NEW YORK — The new president of John Malone’s Tele-Communications Inc., Leo Hindery, persuaded a number of Wall Street cable analysts in meetings here Monday that stringent cost-cutting and wide-scale decentralization will turn the company around over the next few years.
“The message from Hindery is that TCI is reducing overhead, attacking its programming costs and upgrading its plant with the much cheaper compression technology,” said Jessica Reif, cable analyst for Merrill Lynch. Shares of TCI, the largest cable operator in the U.S., have performed badly over the last year or so.

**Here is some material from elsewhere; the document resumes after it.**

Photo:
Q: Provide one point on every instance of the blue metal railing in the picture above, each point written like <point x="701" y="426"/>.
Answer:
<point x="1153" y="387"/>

Chris Dixon, an analyst for Paine Webber, said that instead of running the entire cable operation of more than 13 million subscribers out of Denver, “TCI is going to focus on local dynamics as the best way to drive subscriber growth. Denver will still be the hub and still deal with things like marketing, programming, billing and technology. But TCI will beef up 10 or 12 regional operations to deal more directly with the local cable TV user.”
$36 million charge
The occasion for the meeting between Hindery and the analysts was the publication of TCI’s fourth-quarter numbers, which reported operating cash flow of $598 million before a $36 million restructuring charge to cover the costs of reducing its work force by 2,500 and of consolidating its accounting systems.
The job cuts, announced in December, consumed $27 million of the restructuring charge, while the accounting changes ate up the remaining $7 million, the company said during conference calls with analysts and the media Monday morning.
Excluding the charge, operating cash flow was up 19% from the 1996 fourth quarter’s $502 million.
23% rise in revenues
Revenues rose 23% in the latest quarter to $1.62 billion from $1.32 billion. The results reflect the company’s cable, wireline telephony and microwave operations and two months of TCI’s satellite business, and was distributed to shareholders Dec. 4.
“The fourth quarter was largely a period of transition,” John Malone, TCI chairman and CEO, said in a statement.
During the conference call, senior VP of finance Barney Schotters stressed that the fourth-quarter numbers released by the company were preliminary. He said TCI is still calculating net income and earnings-per-share numbers. The company decided to release operating cash flow since this measure of profitability is closely watched by Wall Street, Schotters said.
While TCI Communications prexy and CEO Brendan Clouston spoke with analysts, he was unable to talk to the media because he was called into a technical meeting.
The main message Schotters sought to convey during his remarks was that TCI’s capital spending will drop dramatically this year. Including maintenance costs, capital expenditures will run less than $750 million this year, compared with $1.7 billion in 1996, he said. The introduction of digital technology has helped pave the way for the reduction in costs, he added.
TCI is rolling out its digital television product in three markets — Hartford, the Chicago suburbs and the San Francisco Bay Area — and expects to have it in front of 5 million homes, or about 20% of its customer base, by the end of the year, Schotters said.
“We look forward to 1997,” Schotters told the press. “This isn’t a year of being in the bunker and trying to hunker down.”
“TCI is upbeat in a way that seems reasonable,” said Jay Nelson, analyst for Brown Bros. Harriman. “I’m feeling a lot better about the company.”